The text approaches writing as a process, using a pedagogy that has proven effective. In each chapter, the book addresses the roles of journalists at several levels of abstraction, beginning with their responsibilities to audiences in a democratic society and continuing with ethical decision making in fulfilling those responsibilities. Each chapter ends with reporting and writing exercises, which allows students (1) an opportunity to develop skills for informing audiences and telling compelling stories for print, broadcast, and online news media and (2) to practice and be evaluated on those skills.
Features
• Includes exercises in every chapter, along with a section on ethics and a summary/strategies section, giving students an opportunity to practice the chapter lesson and build on lessons from earlier chapters.
• Takes students through a year in the life of a fictional community, including tightly controlled fact sets in each chapter and a City Directory, allowing instructors to monitor student work for factual accuracy and helping students practice the skills they will need in real-world reporting and writing.
• Presents stories and situations reporters are faced with – accidents and emergencies, computer-assisted reporting, the legal system, using background and not-for-attribution sources, and more–to help students practice pulling together complex elements in an ongoing story.

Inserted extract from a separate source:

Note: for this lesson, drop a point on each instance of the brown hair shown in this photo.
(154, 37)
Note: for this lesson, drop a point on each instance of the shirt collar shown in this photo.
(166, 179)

• Addresses current issues in journalism including media convergence, writing for multiple platforms, and newsroom ethics, helping students understand the issues that are part of journalistic decision making and the shared and differing needs of audiences in print, broadcasting, and online media.
• Focuses on the basics: the journalist’s role in a democratic society, defining news, weighing information, using their tools well, separating facts and allegations, proper sourcing, writing leads, choosing quotes and attributing properly–all of which provide students with a solid foundation of skills as they begin their careers.
• Includes a grammar, spelling, punctuation, and syntax “boot camp,” ensuring that a student’s basic writing skills are in good shape.
Praise for The Process of Writing News
The author has a keen recollection of what it’s like to learn the news writing and reporting process. Step-by-step, using real-life illustrations, the author gives students a lucid view not only of the big picture but also of all the smaller elements that comprise it. My prediction is that students who read and adapt the lessons in this book will be able to move from the classroom into the journalistic workplace with skill and confidence.